Why choose Ischia to look after you health?
The island of Ischia is not only rich in thermal springs with numerous therapeutic virtues, it also boasts a fortunate geographic position which guarantees ideal climatic and environmental conditions for restoring the body and the spirit on the entire island: the rocky cliffs of Epomeo, the vineyard cultivation on the gently rolling hills, the relaxing pine groves, the fresh sea breeze, the beaches and the abundance of suggestive panoramas make the ancient land of Inarime a sweet, enchanted garden where one can enjoy the benefits of the springs of eternal youth.
The thermal waters of the island of Ischia have been famous and used since olden times. As shown by the numerous archaeological findings discovered on the site of Pithecusa and conserved at the Archaeological Museum of Villa Arbusto in Lacco Ameno, the first Euboean colonists, (VIII century B.C.), appreciated and used the thermal spring waters of Ischia.
In fact, the Greeks used the thermal waters to strengthen the spirit and the body and as a remedy for the consequences of war wounds, (in the pre-antibiotic era), attributing supernatural powers to the waters and vapours that gushed out of the earth; it was not by coincidence that temples dedicated to divinities, such as the one dedicated to Apollo at Delfi, could be found at each thermal resort.
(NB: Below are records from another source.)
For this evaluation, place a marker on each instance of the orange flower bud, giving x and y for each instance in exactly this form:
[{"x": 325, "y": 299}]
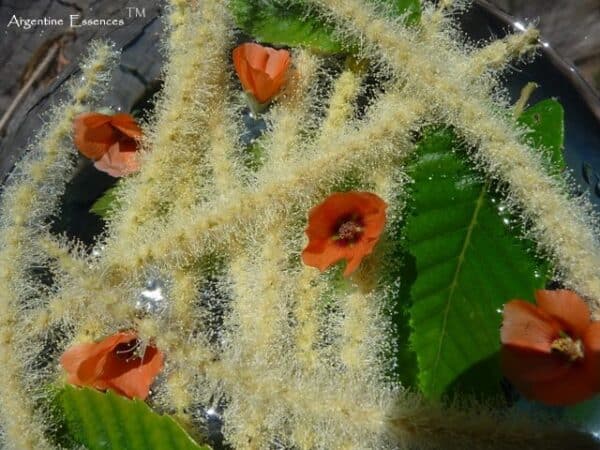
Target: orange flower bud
[
  {"x": 261, "y": 70},
  {"x": 108, "y": 140},
  {"x": 114, "y": 364}
]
Strabone, the Greek historian and geographer cites the Island of Ischia and the virtues of its thermal springs in his monumental geographic work (Geograph. Book V).
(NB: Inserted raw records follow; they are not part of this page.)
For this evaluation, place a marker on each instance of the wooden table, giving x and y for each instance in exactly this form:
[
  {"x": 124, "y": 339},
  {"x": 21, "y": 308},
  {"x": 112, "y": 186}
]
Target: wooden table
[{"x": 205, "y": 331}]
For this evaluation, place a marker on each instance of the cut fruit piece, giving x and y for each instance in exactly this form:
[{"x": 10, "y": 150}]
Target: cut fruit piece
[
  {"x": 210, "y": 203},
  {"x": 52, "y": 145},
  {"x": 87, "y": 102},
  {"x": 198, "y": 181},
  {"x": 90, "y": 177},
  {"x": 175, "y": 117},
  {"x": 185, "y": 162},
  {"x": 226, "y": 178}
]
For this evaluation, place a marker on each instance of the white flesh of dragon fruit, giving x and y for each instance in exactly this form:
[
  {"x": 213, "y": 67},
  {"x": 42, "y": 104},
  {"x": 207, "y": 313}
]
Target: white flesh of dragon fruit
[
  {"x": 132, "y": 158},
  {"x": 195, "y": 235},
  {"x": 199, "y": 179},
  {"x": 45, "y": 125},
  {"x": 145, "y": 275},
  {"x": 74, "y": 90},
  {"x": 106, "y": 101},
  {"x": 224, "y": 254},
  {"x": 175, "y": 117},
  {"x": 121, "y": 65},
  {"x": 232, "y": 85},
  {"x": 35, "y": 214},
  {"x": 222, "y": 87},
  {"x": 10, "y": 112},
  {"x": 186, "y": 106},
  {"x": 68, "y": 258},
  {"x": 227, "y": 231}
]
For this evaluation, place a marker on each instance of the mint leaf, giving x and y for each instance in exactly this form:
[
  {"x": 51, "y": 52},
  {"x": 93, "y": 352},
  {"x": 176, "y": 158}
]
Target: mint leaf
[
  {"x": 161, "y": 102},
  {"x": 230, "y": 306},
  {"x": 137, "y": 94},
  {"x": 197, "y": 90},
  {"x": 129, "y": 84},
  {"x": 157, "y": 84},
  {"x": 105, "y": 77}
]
If the Greeks were the first to discover the power of thermal waters, the Romans exalted them as a curing and relaxing instrument through the creation of public Thermae and by using the numerous island springs safely and profitably and without any ostentatious ceremonies (as shown in the votive tablets found at the Spring of Nitrodi at Barano d'Ischia, where a small temple was dedicated to Apollo and the nymph Nitrodie, guardians of the waters);
in fact, unlike the case for Rome and other ancient thermal centres, no impressive traces of thermal establishments were found on the Island probably due to the volcanic eruptions and the earthquakes that frequently shook the island's cliffs.
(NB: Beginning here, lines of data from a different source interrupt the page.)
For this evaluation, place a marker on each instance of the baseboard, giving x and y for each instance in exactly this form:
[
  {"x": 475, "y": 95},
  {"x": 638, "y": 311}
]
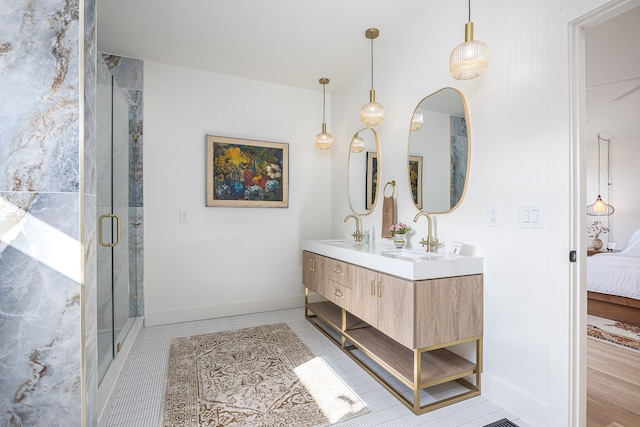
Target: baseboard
[
  {"x": 524, "y": 406},
  {"x": 155, "y": 318}
]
The decline of Roman power coincided with the abandonment of the use of the balnea, even on Ischia: in fact there are no traces that show the waters were used during the Middle Ages. During the Renaissance period thermae and thermalism became popular once more and a Calabrian doctor, Giulio Iasolino, who was also a lecturer at the University of Naples, gave a decisive impulse to modern medicine in 1500 when, fascinated with the climate and phenomena of secondary volcanism (fumaroles and thermal waters) and sensing the therapeutic potential of the thermae,
he carried out a meticulous census of the Island springs (the hydro-geological wealth of the island territory appeared in print for the first time.He identified the composition of the waters and made detailed observations of the effect of the same on numerous pathologies that afflicted his contemporaries (in describing the Spring of Castiglione, one of the most famous at the time, Iasolino expressed all his enthusiasm for the thermal waters: "Every day we see the effects and virtues of these waters, which are so marvellous and wonderful they must surely be a gift from heaven sent to cure men's health"). With the publication of the treatise "De Rimedi Naturali che sono nell'Isola di Pithecusa; hoggi detta Ischia" (Natural Remedies on the Island of Pithecusa; known today as Ischia), Professor Iasolino freed Ischia's thermal waters from that magical aura that had conditioned their use until then.
After, Iasolino's experience at the beginning of the 17th century, considering that many recoveries were obtained through thermal baths and that the treatments at Ischia, which were considerably expensive, could only be afforded by nobles or rich middle-class people, a group of noble Neapolitan philanthropists established the "Pio Monte della Misericordia" in the commune of Casamicciola, a thermal spa considered to be the largest in Europe at the time, so that the therapeutic qualities of the local thermal waters could also be enjoyed by people who did not have adequate economic possibilities. From the 17th to the middle of the 20th century numerous establishments and accommodation facilities were built near the most famous thermal springs. Thanks to this, the island of Ischia became a famous international treatment and lodging resort where famous people such as Giuseppe Garibaldi, after the battle of Aspermont, Camillo Benso, Count of Cavour and Arturo Toscanini came to cure the illnesses of the body, among other things. Thanks to the farsightedness and the entrepreneurial insight of cav. Angelo Rizzoli, from the sixties onwards the Island of Ischia and its waters opened up to the large flow of tourists and an intense scientific activity consecrated thermal cures to the level of alternative therapies to pharmacological ones for curing many of the diseases already perfectly described by Iasolino.